Turtles and Dolphins
Published 2015-12-03
For about three years now I’ve given the winter-weather bike commuting advice to be a dolphin, not a turtle. TL;DR: dress for warmth and ease of movement, rather than attempting to stay dry. I didn’t always used to be that way, in fact I kind of snuck up on it. By the time I was horsing Orion to Kindergarten (2013) I seldom wore more than old CCX kit, my warmup vest, and a jacket.
But now I’m wearing rain pants (again).
A year ago my morning commute included 250′ of climbing directly out our front door. With about 75lbs of potential dead weight on the back of the bike (my first kid was a reluctant trail-a-bike pedaler). And moving at grownup speed — eight to twenty miles per hour. Our shortest route to school was about 8.5 miles and would include about 400′ of total elevation gain.
So for a long while — before kids, and then especially after my oldest started school — my major concerns (even in cold weather) were overheating and pedaling efficiency.

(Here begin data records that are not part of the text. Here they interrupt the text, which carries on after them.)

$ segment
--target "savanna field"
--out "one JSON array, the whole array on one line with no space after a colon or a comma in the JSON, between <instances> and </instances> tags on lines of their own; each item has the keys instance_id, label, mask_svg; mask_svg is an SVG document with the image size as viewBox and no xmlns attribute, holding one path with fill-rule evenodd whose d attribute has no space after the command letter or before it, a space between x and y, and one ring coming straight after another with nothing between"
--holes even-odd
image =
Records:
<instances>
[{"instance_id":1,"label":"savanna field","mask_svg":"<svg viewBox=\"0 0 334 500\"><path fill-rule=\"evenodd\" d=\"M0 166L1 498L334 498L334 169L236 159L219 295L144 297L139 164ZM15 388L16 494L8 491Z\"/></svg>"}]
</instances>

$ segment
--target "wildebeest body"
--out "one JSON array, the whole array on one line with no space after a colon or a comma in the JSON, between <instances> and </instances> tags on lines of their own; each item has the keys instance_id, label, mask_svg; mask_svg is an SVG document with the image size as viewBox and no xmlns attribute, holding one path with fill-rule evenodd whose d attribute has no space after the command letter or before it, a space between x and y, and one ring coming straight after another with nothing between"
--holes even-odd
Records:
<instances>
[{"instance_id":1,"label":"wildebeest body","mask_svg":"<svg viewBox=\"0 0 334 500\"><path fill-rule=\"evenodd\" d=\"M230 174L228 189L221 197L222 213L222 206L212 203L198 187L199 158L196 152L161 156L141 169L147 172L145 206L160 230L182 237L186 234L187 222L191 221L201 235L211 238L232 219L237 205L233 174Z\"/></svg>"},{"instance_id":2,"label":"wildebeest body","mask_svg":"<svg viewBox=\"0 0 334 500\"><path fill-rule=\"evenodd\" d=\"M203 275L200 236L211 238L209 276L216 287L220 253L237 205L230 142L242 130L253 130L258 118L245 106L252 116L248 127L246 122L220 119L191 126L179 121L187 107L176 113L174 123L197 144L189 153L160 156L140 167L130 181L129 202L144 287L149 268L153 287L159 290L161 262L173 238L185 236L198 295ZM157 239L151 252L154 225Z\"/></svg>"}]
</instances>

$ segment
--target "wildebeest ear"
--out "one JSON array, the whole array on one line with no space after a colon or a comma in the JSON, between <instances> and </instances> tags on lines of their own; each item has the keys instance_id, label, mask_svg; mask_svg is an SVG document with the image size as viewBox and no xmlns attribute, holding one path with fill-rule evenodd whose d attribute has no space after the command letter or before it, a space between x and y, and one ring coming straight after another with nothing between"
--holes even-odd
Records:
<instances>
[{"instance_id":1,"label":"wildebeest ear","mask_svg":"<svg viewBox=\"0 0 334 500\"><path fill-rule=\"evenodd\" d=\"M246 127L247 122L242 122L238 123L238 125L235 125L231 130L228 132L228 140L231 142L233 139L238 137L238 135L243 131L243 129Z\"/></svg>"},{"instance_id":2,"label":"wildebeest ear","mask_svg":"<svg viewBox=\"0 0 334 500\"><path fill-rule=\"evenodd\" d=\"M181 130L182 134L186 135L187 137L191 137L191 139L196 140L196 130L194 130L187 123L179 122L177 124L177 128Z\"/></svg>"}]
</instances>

Well now that we’re three miles and 300 vertical feet closer to school — and we’re moving kid speed (5 to 8 MPH) — dolphining makes less sense. The kids dress turtle-fashion every day: rain pants, rain jacket, mittens & wellies.
So this week I started wearing rain pants (again). Today I even wore my gumboots. (Although I won’t repeat that. They don’t have SPD cleats & I really miss them.)
Turtle fashion has undeniable advantages. The obvious one is that I am warmer & (mostly) drier, but this it turns out is NBD. I never got that cold or wet.
But the biggie is that I don’t have to pack extra (dry) clothes for work. That’s a couple pounds off my back. No changing out of wet gear & hanging it to dry. No donning half-dry gear at day’s end for the homebound commute. My only transition now is changing shoes; and the rain pants.
The major downside is that it makes extracurricular rides less likely. That’s too much gear for hill repeats on Tabor or for my ritual summit of Council Crest (which I will happily do in street clothes generally). Rain pants are just too bulky to ride up a big hill, and then I’d arrive at work sweaty and overheated.